Re: mixed-sign arithmetic and auto

From:

Walter Bright <walter@digitalmars-nospamm.com>

Newsgroups:

comp.lang.c++.moderated

Date:

Tue, 15 Jan 2008 07:52:30 CST

Message-ID:

<-92dnbFuPZ_oixHanZ2dnUVZ_r2nnZ2d@comcast.com>

Jerry Coffin wrote:

Yes, it would. It's entirely possible and indeed quite practical and
reasonable to write C and C++ code that works perfectly fine depending
only upon what C and C++ guarantee for char (for one example). The fact
that under some circumstances char might be 16, 32 or even 64 bits
doesn't bother the code a bit. Even code that is written to depend on 8-
bit chars is usually quite easy to convert to remove that dependency.

Except when you're doing the (very common) practice of using char types
to do byte manipulation. Or if you're trying to deal with Unicode encodings.

D goes the opposite route: by guaranteeing that char will always be 8
bits, it (tacitly?) encourages people to write their code to depend on
that fact. It's a bit difficult to guess at how easy it is to write D
code that won't break with other sizes of char, since there's apparently
no way to test such code right now.

If you were worried about that, you could:
   typedef char mychar; // 8 bit chars
or:
   typedef wchar mychar; // 16 bit chars
or:
   typedef dchar mychar; // 32 bit chars

I suspect that this is an even better solution for those programming
such machines, because they won't be under the delusion that code that
has never been tested under such conditions would have been "portably"
written with some wrong notion of portability.

I think this is a delusion. People who normally work with such machines
are unlikely to be deluded about the amount of code that's really
portable.

I agree that people who are used to porting between machines A and B
will have long since figured out how to write code that is portable from
A to B. My point was for people who had no experience with such ports
attempting to write code that is portable.

Writing code that is portable in C++ is a process of accumulating
techniques, tricks, and methods over a period of time from experience.
Just reading the spec isn't sufficient (and few C++ programmers have
actually read the whole thing).

Nonetheless, if somebody _wants_ to do so, they most certainly
_can_ write C and/or C++ code that works fine with various sizes of
char. With D they can't do any such thing, because anything with a
different size of char, by definition, isn't D.

See the above typedef's.

A more relevant question is how many programmers are programming for
these oddballs, vs programming for mainstream computers?

That, of course, is a difficult question to answer.
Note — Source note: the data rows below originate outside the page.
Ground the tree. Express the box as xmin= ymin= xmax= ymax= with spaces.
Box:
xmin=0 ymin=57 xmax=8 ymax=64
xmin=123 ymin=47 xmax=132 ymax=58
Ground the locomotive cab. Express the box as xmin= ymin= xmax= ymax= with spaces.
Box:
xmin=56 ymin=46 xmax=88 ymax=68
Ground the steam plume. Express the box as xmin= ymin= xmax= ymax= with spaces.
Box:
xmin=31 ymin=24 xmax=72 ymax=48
The ratio of
programmers to CPUs is almost certainly smaller than with mainstream
computers, but sales volume is also _quite_ high in many cases, making
it difficult to figure out the actual number.

The sales volume for embedded processors is quite meaningless in
determining the number of programmers on it. It's just as worthless as
determining the number of Apple engineers there are by counting ipod sales.
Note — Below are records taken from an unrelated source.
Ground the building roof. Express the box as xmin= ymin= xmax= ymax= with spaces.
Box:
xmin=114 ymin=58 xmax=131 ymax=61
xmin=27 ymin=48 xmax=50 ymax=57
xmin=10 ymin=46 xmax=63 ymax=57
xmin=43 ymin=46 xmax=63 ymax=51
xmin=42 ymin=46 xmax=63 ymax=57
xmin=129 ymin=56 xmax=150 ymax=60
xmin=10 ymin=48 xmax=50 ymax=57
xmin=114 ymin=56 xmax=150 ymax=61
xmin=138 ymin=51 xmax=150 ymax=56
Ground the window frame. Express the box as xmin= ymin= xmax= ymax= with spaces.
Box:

UB does not imply reliable or repeatable behavior, so any dependence on
UB is inherently unreliable _and_ unportable.

This is nonsense and you know it. UB does not _imply_ reliable or
repeatable, but it does not preclude either one. The standard
specifically allows an implementation to define the result of particular
undefined behavior -- and when portability isn't a concern, the fact
that it's defined only by the implementation is entirely irrelevant.

The compiler implementor can guarantee whatever he wants to, but the
specification does not guarantee anything with regards to UB. Erratic,
random behavior is certainly allowed by the spec, and indeed happens
with UB behavior like buffer overflowing.

But when you've got a
million lines of code, suddenly even the obscure cases become probable.
And when you don't have a thorough test suite (who does?) how can you be
*sure* you don't have an issue there?

Being truly "*sure*" of anything is pretty rare -- even if it's required
by the language, it's nearly impossible to be sure you couldn't run
across some obscure bug in the compiler.

I agree, but that doesn't justify not doing what we can to improve the
odds of things being correct. Boeing can never guarantee their planes
won't crash, but they work very hard at addressing every cause of
failure that they know about.

I'm very interested in building languages which can offer a high degree
of reliability. While D isn't a language that gets one there 100%, it
gets a lot closer than C++ does.

I've yet to see convincing evidence of that -- though I'll admit I
haven't looked very hard, and such evidence would be off-topic here in
any case.

I don't believe such evidence would be off-topic in a discussion about
whether C++ should fix its UB problems or not.

I would vote for C++ to explicitly ditch 16 bit support. No problem there!

To accomplish what?

To get rid of the possibility of 16 bit 'int' types.

For most practical purposes, 16-bit platforms were
"ditched" when exception handling was added. OTOH, if somebody's willing
to go to the time, effort, etc., of implementing it for a 16-bit
platform, and meets all the requirements, more power to them.

Digital Mars C++ supports 16 bit code with exception handling. It works
technically, but is not practical. I agree that 32 bits is needed for EH.

While
portability is a useful attribute, there are also many perfectly good
reasons to write code that's not portable.

I agree. But each issue of UB and IDB should be evaluated in terms of
its cost and benefits. C++ has too much UB and IDB that has signficant
costs, and benefits which are dubious. D also has UB and IDB, just a lot
less of it.

On Intel, I believe it worked fine with every
compiler I had handy at the time as well (at least with MS, Borland,
Intel and GNU).

Windows compilers are pretty compatible in their handling of UB and IDB,
quite deliberately so as each tried to lure customers away from their
competitors. It's a lot easier to lure a customer if their code compiles
and *works* without changes.

Hence, evidence of portability among Windows C++ compilers is not much
evidence in favor of allowing UB and IDB.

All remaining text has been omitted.